Discovery comes as a major operation to raise the tail section of the crashed QZ8501 jet gets under way.

The plane with 162 people on board crashed into the Java Sea on December 28 [Al Jazeera]

Indonesia search and rescue teams hunting for the wreck of an AirAsia passenger jet have detected pings in their efforts to find the black box recorders, Santoso Sayogo, an investigator at the National Transportation Safety Committee, told Reuters.

Indonesia AirAsia Flight QZ8501 vanished from radar screens on December 28 less than half way into a two-hour flight from Indonesia’s second-biggest city of Surabaya to Singapore.

There were no survivors among the 162 people on board.

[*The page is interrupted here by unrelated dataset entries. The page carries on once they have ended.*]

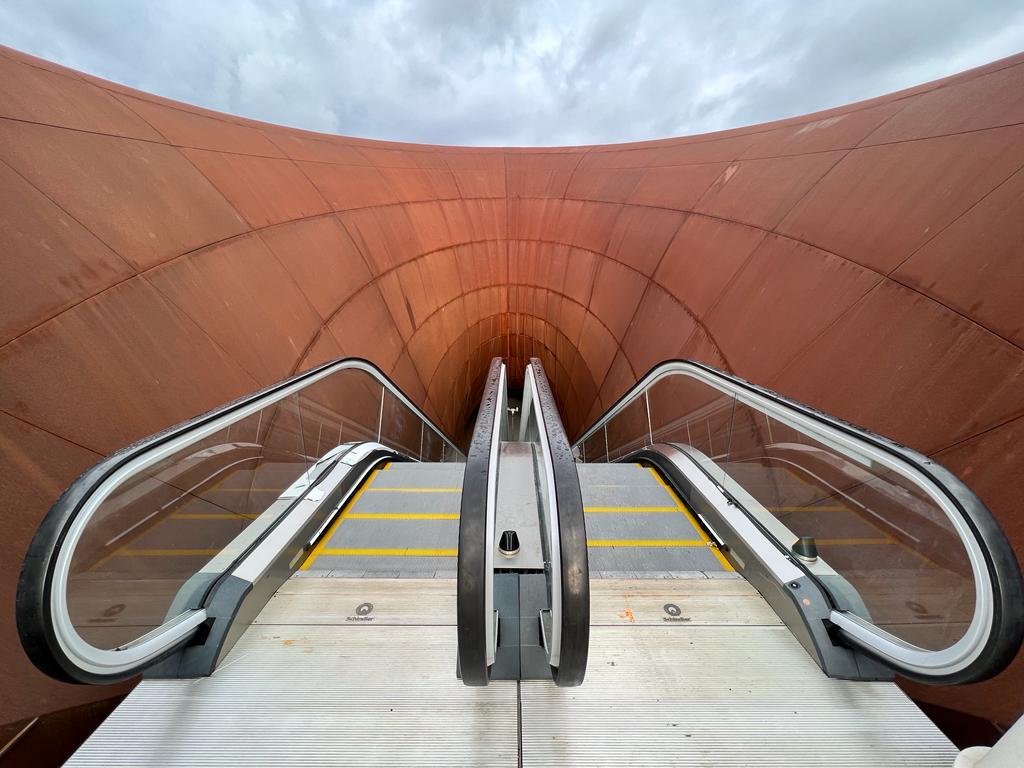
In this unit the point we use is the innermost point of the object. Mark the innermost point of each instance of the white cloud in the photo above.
(528, 72)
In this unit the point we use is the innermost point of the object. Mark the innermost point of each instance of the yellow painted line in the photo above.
(631, 509)
(689, 516)
(334, 525)
(393, 552)
(415, 491)
(646, 543)
(402, 516)
(854, 542)
(214, 516)
(167, 552)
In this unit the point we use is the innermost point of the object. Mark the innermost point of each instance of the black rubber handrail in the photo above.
(573, 562)
(35, 621)
(1007, 628)
(475, 579)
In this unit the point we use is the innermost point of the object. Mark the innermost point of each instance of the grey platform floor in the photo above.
(403, 523)
(315, 682)
(637, 525)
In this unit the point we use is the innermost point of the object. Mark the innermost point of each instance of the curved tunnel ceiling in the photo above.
(160, 259)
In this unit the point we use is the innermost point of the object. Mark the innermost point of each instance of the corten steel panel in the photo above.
(322, 259)
(50, 261)
(704, 258)
(864, 259)
(976, 266)
(810, 290)
(760, 193)
(143, 200)
(264, 190)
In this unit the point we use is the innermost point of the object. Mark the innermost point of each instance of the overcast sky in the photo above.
(516, 72)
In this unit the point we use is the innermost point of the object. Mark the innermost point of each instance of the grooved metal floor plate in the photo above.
(682, 672)
(708, 692)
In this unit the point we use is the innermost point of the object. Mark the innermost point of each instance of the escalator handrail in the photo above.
(474, 601)
(567, 539)
(42, 612)
(996, 629)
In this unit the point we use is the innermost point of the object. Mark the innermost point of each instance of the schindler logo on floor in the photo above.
(363, 611)
(675, 613)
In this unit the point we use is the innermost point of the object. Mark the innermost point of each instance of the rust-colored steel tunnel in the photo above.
(159, 259)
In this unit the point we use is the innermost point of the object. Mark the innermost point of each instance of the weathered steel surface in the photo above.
(158, 259)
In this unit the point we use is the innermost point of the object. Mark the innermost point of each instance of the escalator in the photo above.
(316, 573)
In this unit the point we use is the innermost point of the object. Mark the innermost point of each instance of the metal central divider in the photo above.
(523, 591)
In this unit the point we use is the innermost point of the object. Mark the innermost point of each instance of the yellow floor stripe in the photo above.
(168, 552)
(682, 508)
(334, 525)
(393, 552)
(415, 491)
(631, 509)
(646, 543)
(402, 516)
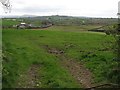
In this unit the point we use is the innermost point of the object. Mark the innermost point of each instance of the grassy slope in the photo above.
(23, 48)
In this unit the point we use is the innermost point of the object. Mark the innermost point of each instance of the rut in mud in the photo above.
(80, 73)
(30, 78)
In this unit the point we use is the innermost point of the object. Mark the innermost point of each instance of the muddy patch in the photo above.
(79, 72)
(54, 51)
(30, 79)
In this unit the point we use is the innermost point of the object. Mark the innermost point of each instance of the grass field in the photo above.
(45, 53)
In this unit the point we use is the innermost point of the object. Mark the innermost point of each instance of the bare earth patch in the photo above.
(30, 78)
(80, 73)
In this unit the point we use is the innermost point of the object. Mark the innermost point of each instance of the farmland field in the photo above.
(54, 58)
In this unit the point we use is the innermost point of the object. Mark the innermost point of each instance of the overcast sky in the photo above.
(90, 8)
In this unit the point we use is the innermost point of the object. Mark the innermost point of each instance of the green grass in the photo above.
(22, 48)
(73, 28)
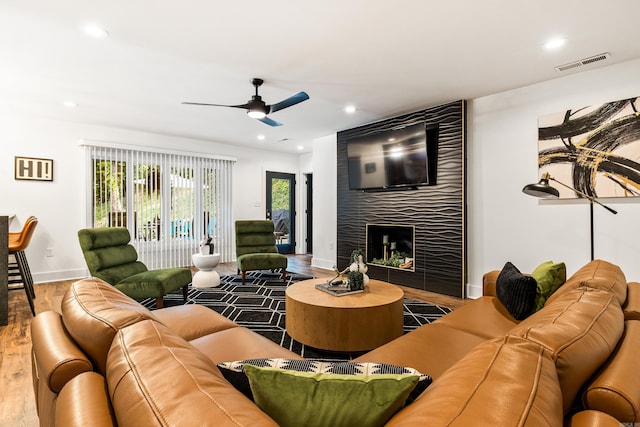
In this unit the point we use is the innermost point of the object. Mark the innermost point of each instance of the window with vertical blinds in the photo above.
(168, 202)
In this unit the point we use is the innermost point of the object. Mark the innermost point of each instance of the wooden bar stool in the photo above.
(18, 242)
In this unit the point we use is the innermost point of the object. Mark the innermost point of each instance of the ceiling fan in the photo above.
(258, 109)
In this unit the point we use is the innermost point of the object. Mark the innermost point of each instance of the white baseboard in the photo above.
(56, 276)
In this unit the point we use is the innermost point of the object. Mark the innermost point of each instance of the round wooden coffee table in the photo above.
(357, 322)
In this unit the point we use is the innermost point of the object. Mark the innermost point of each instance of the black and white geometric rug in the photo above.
(260, 306)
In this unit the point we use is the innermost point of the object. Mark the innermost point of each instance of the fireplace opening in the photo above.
(391, 246)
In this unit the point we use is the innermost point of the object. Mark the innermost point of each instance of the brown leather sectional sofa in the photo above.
(108, 361)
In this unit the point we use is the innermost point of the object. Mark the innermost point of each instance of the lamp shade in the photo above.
(542, 189)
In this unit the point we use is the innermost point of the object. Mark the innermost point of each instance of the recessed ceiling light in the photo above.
(555, 43)
(96, 31)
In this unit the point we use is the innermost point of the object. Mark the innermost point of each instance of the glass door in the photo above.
(280, 209)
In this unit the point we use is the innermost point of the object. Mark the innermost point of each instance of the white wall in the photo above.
(60, 205)
(503, 223)
(324, 202)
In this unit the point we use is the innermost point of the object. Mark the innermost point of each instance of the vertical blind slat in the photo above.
(168, 202)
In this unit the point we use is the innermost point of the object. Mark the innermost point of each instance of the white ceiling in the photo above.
(385, 57)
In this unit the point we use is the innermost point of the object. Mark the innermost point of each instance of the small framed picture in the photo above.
(30, 168)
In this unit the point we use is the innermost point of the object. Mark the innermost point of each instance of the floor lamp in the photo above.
(543, 190)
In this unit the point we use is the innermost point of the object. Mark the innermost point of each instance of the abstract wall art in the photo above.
(595, 150)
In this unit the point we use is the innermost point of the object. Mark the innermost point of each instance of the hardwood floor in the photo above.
(17, 402)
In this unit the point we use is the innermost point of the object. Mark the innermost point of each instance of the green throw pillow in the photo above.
(550, 277)
(296, 399)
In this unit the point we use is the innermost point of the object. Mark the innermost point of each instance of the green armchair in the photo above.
(111, 258)
(256, 248)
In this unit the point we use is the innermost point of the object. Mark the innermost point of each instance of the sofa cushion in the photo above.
(157, 378)
(579, 329)
(431, 349)
(93, 311)
(597, 274)
(295, 399)
(84, 402)
(549, 277)
(516, 291)
(631, 306)
(616, 388)
(235, 374)
(504, 381)
(490, 318)
(239, 344)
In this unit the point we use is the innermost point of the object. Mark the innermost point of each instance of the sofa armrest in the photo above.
(56, 357)
(84, 402)
(593, 419)
(489, 283)
(616, 388)
(631, 306)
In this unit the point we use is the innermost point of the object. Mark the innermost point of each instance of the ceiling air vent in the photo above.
(582, 62)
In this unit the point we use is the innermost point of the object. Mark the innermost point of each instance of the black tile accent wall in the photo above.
(437, 212)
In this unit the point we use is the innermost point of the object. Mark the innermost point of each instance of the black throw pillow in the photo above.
(516, 291)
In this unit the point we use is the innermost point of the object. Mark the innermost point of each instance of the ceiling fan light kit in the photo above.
(258, 109)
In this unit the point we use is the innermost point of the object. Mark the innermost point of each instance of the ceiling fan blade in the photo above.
(269, 121)
(245, 106)
(292, 100)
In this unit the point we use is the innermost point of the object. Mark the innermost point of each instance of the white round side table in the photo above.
(206, 276)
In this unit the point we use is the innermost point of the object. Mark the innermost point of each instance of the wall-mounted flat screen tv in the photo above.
(401, 157)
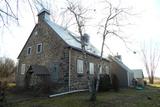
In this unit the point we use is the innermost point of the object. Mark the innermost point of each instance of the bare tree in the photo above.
(7, 67)
(110, 26)
(79, 14)
(151, 57)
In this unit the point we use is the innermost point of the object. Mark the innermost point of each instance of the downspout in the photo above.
(17, 72)
(69, 74)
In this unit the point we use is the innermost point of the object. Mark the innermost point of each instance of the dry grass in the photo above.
(149, 97)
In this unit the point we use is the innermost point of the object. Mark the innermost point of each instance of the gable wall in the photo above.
(52, 51)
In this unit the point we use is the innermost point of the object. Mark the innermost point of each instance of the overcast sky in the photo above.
(145, 27)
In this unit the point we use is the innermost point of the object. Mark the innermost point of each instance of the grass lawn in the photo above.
(149, 97)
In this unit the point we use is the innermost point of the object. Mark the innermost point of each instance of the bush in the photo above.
(115, 82)
(104, 83)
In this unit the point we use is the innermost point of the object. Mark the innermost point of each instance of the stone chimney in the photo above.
(43, 14)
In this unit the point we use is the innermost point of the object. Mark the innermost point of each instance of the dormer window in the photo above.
(39, 48)
(29, 50)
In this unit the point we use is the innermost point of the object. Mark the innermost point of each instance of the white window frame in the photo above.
(91, 68)
(40, 44)
(36, 32)
(28, 50)
(79, 66)
(23, 68)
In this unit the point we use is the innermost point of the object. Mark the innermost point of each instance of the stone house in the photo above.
(54, 51)
(124, 74)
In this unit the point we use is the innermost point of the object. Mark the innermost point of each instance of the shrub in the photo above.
(104, 83)
(115, 82)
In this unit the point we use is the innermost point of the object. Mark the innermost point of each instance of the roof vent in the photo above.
(43, 14)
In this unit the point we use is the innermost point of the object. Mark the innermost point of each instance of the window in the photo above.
(91, 68)
(35, 32)
(23, 68)
(100, 70)
(79, 66)
(39, 48)
(29, 49)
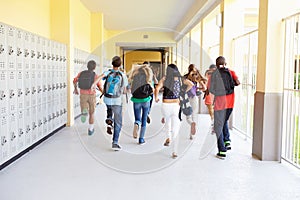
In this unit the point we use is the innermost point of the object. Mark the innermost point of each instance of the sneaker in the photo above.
(116, 147)
(109, 129)
(167, 142)
(84, 114)
(193, 128)
(228, 145)
(135, 131)
(221, 154)
(141, 141)
(148, 119)
(91, 132)
(174, 155)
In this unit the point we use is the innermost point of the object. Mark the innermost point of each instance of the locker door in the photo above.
(4, 138)
(39, 122)
(11, 47)
(21, 131)
(3, 93)
(20, 90)
(3, 50)
(12, 91)
(39, 87)
(27, 91)
(44, 87)
(33, 88)
(45, 119)
(34, 124)
(13, 134)
(28, 127)
(20, 49)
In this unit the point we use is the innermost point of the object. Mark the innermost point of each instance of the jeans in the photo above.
(117, 121)
(141, 111)
(221, 127)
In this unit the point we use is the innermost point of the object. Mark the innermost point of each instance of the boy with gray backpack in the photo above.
(115, 85)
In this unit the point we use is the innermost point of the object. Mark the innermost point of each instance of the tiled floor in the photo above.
(70, 166)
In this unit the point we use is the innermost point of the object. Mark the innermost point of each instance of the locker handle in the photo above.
(1, 48)
(13, 136)
(10, 50)
(3, 140)
(19, 52)
(21, 132)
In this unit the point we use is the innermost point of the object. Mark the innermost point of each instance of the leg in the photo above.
(117, 112)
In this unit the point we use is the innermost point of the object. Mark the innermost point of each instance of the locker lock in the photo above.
(33, 125)
(13, 136)
(1, 48)
(11, 94)
(26, 53)
(27, 91)
(32, 54)
(2, 96)
(27, 129)
(20, 132)
(10, 50)
(19, 52)
(3, 140)
(19, 92)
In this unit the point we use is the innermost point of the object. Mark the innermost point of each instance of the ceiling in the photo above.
(137, 14)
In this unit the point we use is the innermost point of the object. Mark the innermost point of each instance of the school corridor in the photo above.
(45, 150)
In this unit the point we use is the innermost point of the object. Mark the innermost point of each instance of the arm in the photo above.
(157, 88)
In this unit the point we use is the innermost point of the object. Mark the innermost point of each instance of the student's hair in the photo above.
(172, 71)
(116, 61)
(220, 61)
(91, 65)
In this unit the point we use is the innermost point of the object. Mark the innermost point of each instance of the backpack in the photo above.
(140, 88)
(86, 79)
(114, 86)
(221, 82)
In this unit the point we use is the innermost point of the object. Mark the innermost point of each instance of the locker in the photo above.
(33, 88)
(39, 122)
(21, 131)
(20, 49)
(3, 50)
(4, 139)
(12, 91)
(11, 48)
(39, 87)
(28, 127)
(45, 119)
(34, 124)
(27, 90)
(20, 90)
(13, 134)
(3, 93)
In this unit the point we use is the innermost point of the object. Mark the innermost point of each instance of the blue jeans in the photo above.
(141, 111)
(117, 121)
(221, 127)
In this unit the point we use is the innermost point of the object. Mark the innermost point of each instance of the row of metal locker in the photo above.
(33, 89)
(80, 64)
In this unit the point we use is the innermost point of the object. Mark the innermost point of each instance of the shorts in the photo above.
(88, 101)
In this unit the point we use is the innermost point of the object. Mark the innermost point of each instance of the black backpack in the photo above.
(221, 82)
(140, 89)
(86, 79)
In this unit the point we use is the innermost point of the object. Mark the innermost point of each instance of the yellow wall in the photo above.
(138, 57)
(29, 15)
(81, 18)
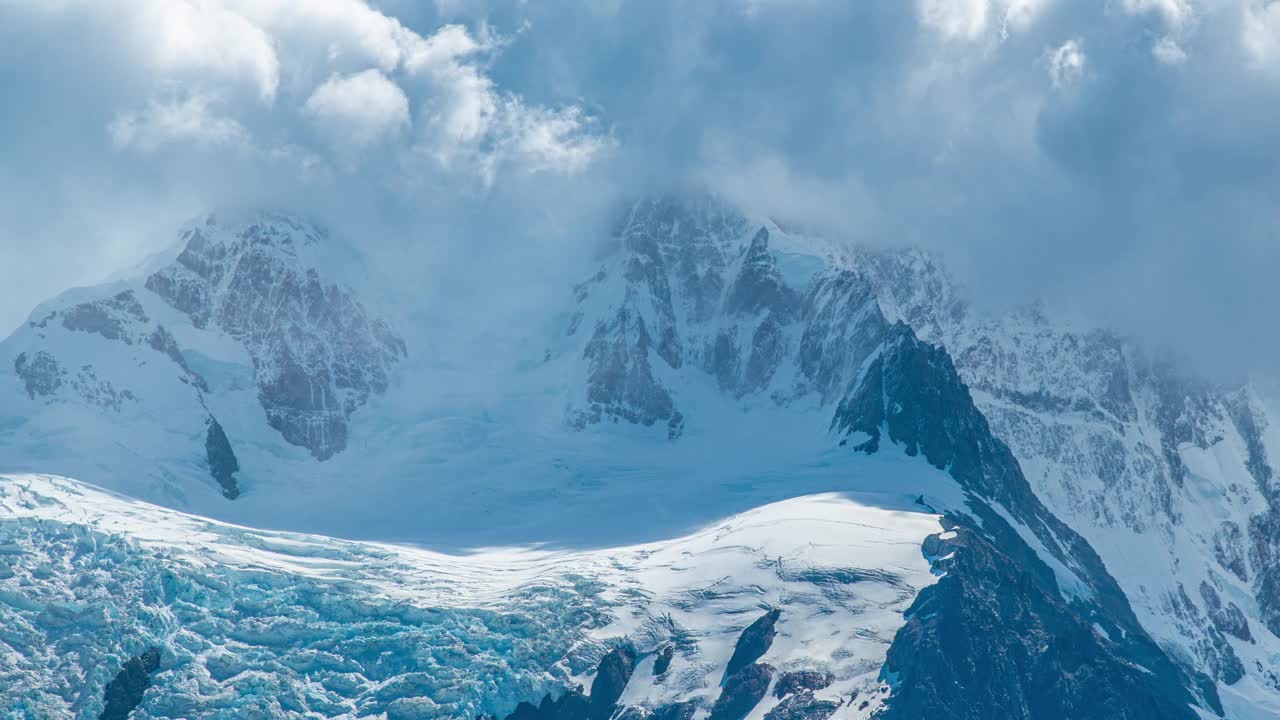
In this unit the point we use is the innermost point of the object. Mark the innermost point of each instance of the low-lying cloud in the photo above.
(1120, 159)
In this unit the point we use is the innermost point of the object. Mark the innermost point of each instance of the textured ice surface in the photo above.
(269, 624)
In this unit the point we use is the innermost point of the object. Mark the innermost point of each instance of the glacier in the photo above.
(707, 427)
(270, 624)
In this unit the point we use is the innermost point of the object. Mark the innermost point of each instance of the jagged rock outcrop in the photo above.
(1119, 442)
(754, 642)
(318, 354)
(803, 706)
(124, 693)
(40, 372)
(1000, 600)
(992, 641)
(743, 691)
(801, 680)
(222, 459)
(611, 678)
(663, 661)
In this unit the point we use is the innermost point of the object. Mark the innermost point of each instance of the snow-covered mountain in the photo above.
(1029, 519)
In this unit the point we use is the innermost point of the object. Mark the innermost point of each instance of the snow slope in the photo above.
(713, 365)
(259, 623)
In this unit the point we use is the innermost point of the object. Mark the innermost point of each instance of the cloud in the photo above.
(1260, 33)
(1169, 51)
(1116, 158)
(1066, 63)
(176, 121)
(360, 108)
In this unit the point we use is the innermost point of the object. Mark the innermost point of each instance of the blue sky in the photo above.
(1119, 156)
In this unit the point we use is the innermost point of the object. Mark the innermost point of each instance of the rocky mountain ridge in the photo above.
(1096, 502)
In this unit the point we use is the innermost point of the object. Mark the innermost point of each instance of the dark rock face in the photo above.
(754, 642)
(318, 355)
(611, 679)
(40, 373)
(612, 675)
(663, 661)
(1212, 647)
(801, 680)
(991, 641)
(163, 341)
(124, 693)
(570, 706)
(223, 464)
(676, 711)
(995, 637)
(759, 286)
(620, 379)
(110, 318)
(743, 691)
(803, 706)
(844, 328)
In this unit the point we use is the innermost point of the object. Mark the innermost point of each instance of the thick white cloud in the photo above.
(955, 18)
(1046, 145)
(360, 108)
(190, 119)
(969, 19)
(1175, 13)
(182, 39)
(1065, 63)
(1260, 33)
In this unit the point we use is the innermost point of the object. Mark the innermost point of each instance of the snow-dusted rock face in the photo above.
(243, 335)
(1165, 474)
(1168, 475)
(318, 355)
(694, 286)
(1098, 527)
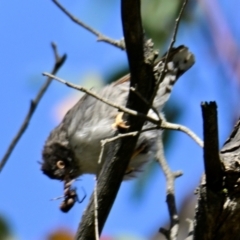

Indonesian search teams loaded lifting balloons on to helicopters on Friday ahead of an operation to raise the tail section of the jet, although Sayogo said it appeared that the black box was no longer in the tail and divers were confirming its position.

The tail was found on Wednesday, upturned on the sea bed about 30km from the plane’s last known location at a depth of around 30 metres.

“For today’s operations, we will use helicopters to carry the balloons that will assist in lifting the tail,” Lt Col Penerbang Jhonson Hendrico Simatupang told Reuters.

He said the weather was fine on Friday morning.

“But we are expecting sudden changes later in the day,” he said. “So we’re taking advantage now and moving the balloons as fast as we can.”